Feel powerless and small and ludicrous, sure, but keep whacking away
at the powers and principalities anyway. Keep planting marigolds.
When it is all generally terrible, hold the smallest good in high regard.
Protect the part of you that still believes in faithfulness and your grandmother's recipes and the art of listening and the songs you still hum when you're sleepy.
 
Become disabused of any illusions of your own perfection, it will help you
deal more gently with, well, all of us. When a kid knocks on your door collecting empties or selling cookies, give them all the empty pop cans and buy three boxes.
Speak generously and lovingly to your anxieties, to your stomach's geography of stretch marks, to your neighbor, to all of us who were trying so hard to get it right,
to the version of you who thought that you had to earn God's love.
 
Collect goodness, treasure hunt for kind-heartedness, welcome earnestness and
sincerity, love kitschy and basic things without apology. Be cringe like it's an offering,
be the one who jumps into the lake first, hooting that
the water's fine so everyone else will get off the dock.
Explore the unlikely ways God is hiding in your own quotidian rhythms, and
become the lighter of candles when the darkness presses in close.

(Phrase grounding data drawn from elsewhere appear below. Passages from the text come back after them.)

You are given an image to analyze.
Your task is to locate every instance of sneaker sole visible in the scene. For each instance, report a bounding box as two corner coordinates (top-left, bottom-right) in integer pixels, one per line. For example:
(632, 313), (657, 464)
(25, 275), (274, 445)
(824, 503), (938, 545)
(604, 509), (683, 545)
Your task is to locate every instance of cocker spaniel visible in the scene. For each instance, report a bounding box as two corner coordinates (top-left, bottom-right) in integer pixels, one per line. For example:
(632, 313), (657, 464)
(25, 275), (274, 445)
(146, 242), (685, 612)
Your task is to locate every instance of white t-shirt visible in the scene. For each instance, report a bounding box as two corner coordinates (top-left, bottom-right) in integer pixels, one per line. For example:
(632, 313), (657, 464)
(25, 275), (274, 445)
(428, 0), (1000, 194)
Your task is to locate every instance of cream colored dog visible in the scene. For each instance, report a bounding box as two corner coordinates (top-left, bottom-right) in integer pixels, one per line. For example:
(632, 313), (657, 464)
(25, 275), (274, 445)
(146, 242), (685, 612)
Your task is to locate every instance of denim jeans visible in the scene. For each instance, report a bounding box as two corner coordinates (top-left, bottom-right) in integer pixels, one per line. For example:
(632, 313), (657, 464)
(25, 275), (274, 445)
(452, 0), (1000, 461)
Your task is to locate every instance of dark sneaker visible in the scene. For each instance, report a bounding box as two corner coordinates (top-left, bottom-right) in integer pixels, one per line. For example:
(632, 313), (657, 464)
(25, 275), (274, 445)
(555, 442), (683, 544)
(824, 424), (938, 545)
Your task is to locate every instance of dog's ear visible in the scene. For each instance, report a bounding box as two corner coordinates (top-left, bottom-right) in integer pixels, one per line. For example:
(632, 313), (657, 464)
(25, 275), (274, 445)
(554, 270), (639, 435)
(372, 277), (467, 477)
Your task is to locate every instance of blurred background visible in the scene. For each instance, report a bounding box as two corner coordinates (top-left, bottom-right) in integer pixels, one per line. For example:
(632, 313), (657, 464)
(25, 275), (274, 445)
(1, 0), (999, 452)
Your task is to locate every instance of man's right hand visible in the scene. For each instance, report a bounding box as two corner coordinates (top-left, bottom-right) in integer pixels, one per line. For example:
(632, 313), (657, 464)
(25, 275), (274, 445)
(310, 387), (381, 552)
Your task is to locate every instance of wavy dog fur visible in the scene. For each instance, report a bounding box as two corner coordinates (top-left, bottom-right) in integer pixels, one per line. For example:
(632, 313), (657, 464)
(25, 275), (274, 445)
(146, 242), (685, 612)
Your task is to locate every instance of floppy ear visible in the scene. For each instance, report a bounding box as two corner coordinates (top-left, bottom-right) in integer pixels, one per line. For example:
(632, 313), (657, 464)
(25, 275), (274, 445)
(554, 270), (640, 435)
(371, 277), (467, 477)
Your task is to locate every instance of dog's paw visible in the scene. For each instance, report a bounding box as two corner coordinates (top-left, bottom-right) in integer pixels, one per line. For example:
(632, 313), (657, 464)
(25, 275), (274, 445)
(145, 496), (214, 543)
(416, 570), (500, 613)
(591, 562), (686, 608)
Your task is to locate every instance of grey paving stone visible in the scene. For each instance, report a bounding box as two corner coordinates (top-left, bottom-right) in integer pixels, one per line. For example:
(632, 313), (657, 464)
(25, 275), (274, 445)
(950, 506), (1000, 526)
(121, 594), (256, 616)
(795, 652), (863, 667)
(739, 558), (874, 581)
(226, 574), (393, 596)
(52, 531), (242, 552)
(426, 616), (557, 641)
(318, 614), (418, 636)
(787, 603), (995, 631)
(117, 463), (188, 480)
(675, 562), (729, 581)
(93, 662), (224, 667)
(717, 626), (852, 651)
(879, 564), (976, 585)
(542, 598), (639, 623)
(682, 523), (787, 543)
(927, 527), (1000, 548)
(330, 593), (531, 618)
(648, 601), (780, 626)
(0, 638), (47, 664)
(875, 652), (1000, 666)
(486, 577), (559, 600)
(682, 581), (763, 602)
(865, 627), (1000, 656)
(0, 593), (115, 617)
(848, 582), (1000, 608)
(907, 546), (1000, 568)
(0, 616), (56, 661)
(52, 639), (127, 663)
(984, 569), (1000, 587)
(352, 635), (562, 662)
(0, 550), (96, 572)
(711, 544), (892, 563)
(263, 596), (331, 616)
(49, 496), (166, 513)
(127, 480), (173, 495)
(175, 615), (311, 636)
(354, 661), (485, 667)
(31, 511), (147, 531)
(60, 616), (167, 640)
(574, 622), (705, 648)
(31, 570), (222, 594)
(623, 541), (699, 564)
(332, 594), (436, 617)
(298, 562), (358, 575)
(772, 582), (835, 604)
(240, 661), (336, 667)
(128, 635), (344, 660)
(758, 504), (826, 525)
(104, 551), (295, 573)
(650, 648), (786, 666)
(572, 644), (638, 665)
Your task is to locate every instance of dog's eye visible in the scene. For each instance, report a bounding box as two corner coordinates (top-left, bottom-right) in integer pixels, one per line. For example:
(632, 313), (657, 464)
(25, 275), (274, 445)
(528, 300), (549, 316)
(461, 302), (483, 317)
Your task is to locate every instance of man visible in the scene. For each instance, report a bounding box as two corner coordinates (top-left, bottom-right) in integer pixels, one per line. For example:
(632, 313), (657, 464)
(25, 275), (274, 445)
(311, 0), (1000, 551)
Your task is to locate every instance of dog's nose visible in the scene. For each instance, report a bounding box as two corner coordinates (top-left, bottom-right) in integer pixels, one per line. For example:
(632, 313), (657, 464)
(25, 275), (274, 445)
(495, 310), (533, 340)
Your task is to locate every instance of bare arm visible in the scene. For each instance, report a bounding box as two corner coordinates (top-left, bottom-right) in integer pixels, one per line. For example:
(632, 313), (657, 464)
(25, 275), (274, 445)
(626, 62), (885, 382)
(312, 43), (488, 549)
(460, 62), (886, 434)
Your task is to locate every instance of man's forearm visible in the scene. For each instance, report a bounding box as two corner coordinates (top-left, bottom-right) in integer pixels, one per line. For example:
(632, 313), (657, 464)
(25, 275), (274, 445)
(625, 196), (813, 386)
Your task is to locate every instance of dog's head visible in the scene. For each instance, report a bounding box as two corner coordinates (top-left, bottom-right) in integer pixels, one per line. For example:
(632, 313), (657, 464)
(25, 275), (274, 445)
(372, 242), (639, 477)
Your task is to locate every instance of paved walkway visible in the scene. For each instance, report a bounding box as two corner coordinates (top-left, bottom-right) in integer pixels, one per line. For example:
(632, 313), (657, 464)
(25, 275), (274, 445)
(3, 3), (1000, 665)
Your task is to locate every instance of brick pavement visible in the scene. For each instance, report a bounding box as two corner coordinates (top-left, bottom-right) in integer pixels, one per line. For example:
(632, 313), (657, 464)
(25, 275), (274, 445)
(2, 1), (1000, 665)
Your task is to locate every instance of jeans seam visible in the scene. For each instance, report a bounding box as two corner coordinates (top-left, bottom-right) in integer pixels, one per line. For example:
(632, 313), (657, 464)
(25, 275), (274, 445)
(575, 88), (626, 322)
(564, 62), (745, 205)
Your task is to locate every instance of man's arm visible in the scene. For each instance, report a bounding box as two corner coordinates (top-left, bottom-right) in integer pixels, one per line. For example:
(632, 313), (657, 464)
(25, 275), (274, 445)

Forgiveness comes more easily when it turns out you needed it all along, too.
 
Double the cookie recipe. Learn how to bless that which has been disgraced:
your desire, your hunger, your shame, your sickness,
your stubborn belief, your absence of answers.
Believe in faithfulness and wild roses and phone calls. Decide that
God so loves this tragedy of a world and
that's enough incentive for you to keep trying.
 
You'll soon learn that you can enchant your own humdrum days,
by paying attention to the sunsets above your own grimy street instead of
the artful one on Instagram, by the crisp bite of apple, by the oft-told jokes, by the yearning in you, by the well-washed quilts, by the heartbreaks held and the
swapping of stories and the giving away of your money and
the ping of a text message check-in and the prayers of your breath.
You'll remember how it feels to whisper, "Thank you,
thank you" even if you aren't quite sure why.
 
In short, you'll need to let yourself love it all,
all of it, all of you, all of us, again,
even though you know - you already know - it will break your heart.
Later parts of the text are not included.